8. Hukuk Dairesi 2018/14114 E. , 2021/1541 K.
"İçtihat Metni"MAHKEMESİ :Asliye Hukuk Mahkemesi
DAVA TÜRÜ : Ecrimisil
Taraflar arasında görülen ve yukarıda açıklanan davada yapılan yargılama sonunda Mahkemece, davanın kısmen kabulüne ve kısmen reddine karar verilmiş olup hükmün davacı vekili tarafından temyiz edilmesi üzerine, Dairece dosya incelendi, gereği düşünüldü.
K A R A R
Davacı, 379 ada 13, 18 ve 19 parsel sayılı taşınmazlarda 1/2 paydaş iken 19.04.2012 tarihinden itibaren payının 3/4 olduğunu, anılan taşınmazlara davalıların haksız yere müdahale ederek kullanmaları sebebi ile açmış olduğu elatmanın önlenmesi ve ecrimisil davasının Eşme Asliye Hukuk Mahkemesinin 2011/144 Esas sayılı dosyasından kabul edildiğini ve elatmanın önlenmesinin yanısıra 18.09.2010 - 11.03.2011 tarihleri arası için taleple bağlı kalınarak 18.000 TL ecrimisile hükmedildiğini, ancak davalıların halen müdahalesinin devam ettiğini ileri sürerek, 01.03.2012 tarihinden, 01.09.2012 tarihine kadar mahrum kaldığı 28.580 TL"nin dava tarihinden itibaren işleyecek yasal faizi ile dava tarihine kadar ana paraya işlemiş olan 1.700 TL faizin davalılardan tahsiline karar verilmesini istemiştir.
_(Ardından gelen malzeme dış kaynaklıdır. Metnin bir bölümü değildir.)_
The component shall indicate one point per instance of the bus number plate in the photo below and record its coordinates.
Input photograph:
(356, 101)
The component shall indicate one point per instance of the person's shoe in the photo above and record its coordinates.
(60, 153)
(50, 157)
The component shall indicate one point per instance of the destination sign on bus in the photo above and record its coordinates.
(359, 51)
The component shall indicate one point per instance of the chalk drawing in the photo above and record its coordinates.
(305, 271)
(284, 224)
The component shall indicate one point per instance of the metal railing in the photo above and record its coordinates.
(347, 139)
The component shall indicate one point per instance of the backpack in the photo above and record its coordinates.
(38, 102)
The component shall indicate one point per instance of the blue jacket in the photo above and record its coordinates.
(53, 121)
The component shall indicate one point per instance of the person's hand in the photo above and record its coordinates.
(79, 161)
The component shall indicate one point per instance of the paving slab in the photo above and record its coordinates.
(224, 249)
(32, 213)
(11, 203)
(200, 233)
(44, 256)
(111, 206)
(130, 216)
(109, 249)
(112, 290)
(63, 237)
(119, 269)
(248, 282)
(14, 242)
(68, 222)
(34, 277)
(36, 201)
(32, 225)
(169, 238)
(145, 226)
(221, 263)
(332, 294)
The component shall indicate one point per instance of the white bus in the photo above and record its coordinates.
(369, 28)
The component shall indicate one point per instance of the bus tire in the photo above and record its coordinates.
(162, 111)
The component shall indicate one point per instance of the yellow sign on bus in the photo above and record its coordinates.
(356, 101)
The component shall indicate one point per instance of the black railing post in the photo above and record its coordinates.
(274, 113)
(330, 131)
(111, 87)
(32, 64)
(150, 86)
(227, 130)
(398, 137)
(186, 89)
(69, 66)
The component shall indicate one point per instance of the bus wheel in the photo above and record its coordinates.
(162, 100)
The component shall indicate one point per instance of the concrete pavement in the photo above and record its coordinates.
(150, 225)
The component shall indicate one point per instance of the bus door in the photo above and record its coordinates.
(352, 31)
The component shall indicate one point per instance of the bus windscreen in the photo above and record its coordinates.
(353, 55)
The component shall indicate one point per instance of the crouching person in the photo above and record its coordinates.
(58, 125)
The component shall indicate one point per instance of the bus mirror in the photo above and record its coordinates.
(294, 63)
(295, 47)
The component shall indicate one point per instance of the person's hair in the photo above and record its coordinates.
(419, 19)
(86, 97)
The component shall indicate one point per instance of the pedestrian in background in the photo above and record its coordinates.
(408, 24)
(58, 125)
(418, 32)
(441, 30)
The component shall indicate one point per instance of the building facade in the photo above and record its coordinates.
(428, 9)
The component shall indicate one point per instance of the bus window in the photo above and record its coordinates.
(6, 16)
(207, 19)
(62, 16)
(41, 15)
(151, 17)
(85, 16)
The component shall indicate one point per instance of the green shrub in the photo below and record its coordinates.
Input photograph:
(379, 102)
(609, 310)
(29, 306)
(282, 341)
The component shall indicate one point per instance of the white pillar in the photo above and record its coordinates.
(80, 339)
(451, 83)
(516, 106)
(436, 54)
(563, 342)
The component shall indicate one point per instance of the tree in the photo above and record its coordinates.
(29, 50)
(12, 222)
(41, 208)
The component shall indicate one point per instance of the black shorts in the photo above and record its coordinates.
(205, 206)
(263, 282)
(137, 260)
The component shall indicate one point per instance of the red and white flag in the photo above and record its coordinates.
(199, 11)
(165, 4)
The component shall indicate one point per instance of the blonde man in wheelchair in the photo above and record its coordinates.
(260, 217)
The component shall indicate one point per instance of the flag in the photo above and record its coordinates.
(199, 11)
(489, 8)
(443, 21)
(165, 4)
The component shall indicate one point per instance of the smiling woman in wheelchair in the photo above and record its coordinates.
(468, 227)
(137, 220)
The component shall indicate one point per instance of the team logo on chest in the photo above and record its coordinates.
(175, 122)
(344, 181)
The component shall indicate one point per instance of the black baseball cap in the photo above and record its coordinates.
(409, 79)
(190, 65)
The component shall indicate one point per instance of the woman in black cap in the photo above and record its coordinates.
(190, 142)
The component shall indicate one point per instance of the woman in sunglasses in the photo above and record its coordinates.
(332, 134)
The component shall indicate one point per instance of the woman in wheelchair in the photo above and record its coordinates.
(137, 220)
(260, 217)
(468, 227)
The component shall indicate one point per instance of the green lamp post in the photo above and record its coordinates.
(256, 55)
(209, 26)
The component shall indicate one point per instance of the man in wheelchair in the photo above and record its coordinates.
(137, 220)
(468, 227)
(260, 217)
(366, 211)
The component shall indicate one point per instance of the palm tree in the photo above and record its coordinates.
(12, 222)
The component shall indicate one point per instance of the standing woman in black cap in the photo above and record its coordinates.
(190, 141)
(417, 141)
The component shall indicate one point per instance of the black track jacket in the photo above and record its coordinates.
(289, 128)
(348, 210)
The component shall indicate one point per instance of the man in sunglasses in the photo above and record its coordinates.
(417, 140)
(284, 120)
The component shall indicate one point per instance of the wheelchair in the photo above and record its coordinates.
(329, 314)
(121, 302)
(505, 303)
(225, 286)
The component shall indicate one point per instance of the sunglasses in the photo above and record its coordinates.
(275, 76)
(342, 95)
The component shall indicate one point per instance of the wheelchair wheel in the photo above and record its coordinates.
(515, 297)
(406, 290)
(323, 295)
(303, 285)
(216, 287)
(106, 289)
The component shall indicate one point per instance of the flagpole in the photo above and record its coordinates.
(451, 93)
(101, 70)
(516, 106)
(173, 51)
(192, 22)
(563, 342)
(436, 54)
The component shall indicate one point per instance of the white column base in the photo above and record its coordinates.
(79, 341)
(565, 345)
Davalı firma, davanın haksız olduğunu, davacının dayandığı dava dosyasının karara çıkmasından sonra aralarında anlaşarak protokol yaptıkları için söz konusu kararın temyiz edilmediğini, protokol gereğince edimlerini yerine getirdiğini, ancak davacının taşınmazın kendilerine kiraya verilmesi yönündeki edimini yerine getirmeyerek kötü niyetli olarak eldeki davayı açtığını belirterek davanın reddini savunmuş, aşamalarda da dava konusu parsellerden 18 nolu parseli kullanmadığını bildirmiştir.
Davalı ... (duruşmada), davanın reddini savunmuştur.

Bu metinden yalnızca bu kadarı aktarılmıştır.